On a related note, the Non-Event of the Year was a screening of Dark Star...with a live musical accompaniment? I've never had much luck seeing John Carpenter's films on the big screen. Despite being one of my favourite filmmakers I've only managed to see The Ward at the cinema, and I keep trying to forget that one exists in his filmography. This year I managed to miss late night showings of Halloween, The Thing and They Live. I was enthusiastic about seeing a screening of his debut feature in August until I learned that Carpenter's early synth score and the country tune 'Benson, Arizona' would be removed from the film to be replaced by a live score from Animat. Heresy. I've also heard of similar kinds of screenings for The Last Man on Earth and Carnival of Souls (removing Gene Moore's eerie organ score, which is integral to the film!). I think this kind of thing works very well for silent pictures but films from the sound era with perfectly good scores are perhaps best left alone in this context.

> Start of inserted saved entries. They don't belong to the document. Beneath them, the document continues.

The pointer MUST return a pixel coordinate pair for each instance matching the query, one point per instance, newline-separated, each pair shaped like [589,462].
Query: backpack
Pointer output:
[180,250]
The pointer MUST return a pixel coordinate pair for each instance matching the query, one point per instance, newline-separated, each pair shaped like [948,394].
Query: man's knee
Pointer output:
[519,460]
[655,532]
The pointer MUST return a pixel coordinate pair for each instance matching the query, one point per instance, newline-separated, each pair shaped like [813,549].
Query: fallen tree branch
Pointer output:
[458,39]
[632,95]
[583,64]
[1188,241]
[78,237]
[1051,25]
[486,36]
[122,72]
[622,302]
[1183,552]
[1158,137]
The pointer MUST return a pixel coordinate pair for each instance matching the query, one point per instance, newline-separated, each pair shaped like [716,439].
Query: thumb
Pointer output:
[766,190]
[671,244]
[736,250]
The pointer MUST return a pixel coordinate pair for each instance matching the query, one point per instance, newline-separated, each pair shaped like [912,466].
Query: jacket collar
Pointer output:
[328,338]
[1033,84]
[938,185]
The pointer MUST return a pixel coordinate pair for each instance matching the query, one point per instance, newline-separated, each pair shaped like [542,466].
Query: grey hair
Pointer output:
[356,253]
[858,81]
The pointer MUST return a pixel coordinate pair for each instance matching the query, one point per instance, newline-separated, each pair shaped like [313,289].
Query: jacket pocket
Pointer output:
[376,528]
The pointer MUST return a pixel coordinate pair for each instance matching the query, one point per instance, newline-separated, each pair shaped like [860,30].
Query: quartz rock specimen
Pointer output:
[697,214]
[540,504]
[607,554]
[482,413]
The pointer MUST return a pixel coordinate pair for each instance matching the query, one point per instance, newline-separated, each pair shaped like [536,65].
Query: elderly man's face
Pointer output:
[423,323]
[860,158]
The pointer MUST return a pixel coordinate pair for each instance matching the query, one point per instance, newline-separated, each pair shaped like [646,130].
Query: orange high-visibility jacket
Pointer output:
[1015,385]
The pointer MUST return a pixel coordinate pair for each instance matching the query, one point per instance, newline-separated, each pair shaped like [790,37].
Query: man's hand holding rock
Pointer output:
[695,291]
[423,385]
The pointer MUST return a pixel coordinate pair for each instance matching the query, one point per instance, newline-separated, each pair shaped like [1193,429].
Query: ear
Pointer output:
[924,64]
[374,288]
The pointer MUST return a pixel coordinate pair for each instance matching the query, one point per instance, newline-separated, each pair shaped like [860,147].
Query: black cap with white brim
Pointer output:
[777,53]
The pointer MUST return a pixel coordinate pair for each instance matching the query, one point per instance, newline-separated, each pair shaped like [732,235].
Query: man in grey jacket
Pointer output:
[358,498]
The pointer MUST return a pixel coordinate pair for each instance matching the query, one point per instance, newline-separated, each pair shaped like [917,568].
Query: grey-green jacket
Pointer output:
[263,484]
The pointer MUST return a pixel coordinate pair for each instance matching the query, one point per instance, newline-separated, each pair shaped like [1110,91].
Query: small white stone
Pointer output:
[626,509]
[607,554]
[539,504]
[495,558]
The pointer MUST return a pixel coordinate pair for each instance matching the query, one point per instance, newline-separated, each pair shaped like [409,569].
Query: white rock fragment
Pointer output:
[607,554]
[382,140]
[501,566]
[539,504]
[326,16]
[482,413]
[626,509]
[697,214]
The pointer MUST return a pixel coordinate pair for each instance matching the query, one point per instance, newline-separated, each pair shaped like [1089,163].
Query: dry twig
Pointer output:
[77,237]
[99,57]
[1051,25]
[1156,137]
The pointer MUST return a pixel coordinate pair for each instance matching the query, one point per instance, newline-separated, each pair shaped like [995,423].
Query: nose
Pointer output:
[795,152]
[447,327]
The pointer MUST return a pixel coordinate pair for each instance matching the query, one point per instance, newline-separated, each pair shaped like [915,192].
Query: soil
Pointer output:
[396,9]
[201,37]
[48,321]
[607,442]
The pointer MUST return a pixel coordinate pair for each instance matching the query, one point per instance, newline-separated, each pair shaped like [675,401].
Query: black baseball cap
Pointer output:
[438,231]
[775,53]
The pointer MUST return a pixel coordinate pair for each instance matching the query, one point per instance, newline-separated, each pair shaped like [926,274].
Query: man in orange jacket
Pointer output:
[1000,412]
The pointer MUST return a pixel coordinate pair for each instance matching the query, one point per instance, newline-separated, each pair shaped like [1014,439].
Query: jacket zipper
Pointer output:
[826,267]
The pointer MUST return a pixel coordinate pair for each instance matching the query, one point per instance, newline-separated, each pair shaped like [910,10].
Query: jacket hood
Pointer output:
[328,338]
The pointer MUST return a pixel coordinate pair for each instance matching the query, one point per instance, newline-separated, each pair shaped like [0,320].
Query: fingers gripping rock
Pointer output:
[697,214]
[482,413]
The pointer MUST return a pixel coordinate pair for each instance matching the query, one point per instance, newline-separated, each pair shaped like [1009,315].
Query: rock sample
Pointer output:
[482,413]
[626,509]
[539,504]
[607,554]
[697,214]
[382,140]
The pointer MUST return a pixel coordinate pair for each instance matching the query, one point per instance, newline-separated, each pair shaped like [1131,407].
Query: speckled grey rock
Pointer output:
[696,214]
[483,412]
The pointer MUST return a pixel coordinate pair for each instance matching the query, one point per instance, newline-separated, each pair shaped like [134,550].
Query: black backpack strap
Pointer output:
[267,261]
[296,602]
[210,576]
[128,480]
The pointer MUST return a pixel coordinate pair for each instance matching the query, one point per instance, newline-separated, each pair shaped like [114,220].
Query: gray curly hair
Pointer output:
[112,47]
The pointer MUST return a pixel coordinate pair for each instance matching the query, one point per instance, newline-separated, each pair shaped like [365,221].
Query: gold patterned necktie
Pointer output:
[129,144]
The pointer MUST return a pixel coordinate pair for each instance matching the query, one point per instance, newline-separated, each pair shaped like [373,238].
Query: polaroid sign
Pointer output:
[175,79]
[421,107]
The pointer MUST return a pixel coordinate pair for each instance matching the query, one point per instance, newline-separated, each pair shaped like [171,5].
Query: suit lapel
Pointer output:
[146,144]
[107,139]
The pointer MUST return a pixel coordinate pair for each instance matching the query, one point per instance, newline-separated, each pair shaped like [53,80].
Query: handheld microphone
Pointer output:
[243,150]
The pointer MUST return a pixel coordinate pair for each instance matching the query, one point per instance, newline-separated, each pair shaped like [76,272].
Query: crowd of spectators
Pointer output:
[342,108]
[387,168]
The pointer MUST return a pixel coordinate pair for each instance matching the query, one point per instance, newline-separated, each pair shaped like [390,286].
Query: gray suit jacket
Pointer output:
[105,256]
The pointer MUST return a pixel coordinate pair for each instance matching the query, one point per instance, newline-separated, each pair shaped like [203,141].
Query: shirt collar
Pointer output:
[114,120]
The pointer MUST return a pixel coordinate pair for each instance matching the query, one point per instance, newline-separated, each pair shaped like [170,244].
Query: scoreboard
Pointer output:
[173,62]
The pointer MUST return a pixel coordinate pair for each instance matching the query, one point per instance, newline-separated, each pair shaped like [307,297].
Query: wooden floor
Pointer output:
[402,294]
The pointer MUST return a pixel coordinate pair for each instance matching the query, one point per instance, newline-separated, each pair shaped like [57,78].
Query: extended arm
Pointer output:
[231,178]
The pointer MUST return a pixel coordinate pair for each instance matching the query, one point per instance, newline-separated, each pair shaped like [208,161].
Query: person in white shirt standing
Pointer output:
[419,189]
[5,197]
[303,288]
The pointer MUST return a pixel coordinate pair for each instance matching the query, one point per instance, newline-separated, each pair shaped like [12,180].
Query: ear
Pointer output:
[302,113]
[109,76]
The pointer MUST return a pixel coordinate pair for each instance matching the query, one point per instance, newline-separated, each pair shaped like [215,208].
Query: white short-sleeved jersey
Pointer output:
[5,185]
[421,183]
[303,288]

As for Dracula, a primitive and at times stagy early sound picture, it was arguably a more worthwhile undertaking than those mentioned above. I'm not a fan of the Glass score as I feel it detracts from the power of Bela Lugosi's performance and the incredible imagery. Many of the film's most effective moments are nearly silent in the original version anyway, but seeing Lugosi in his career defining role on the big screen, in a symphony hall no less, is really quite something.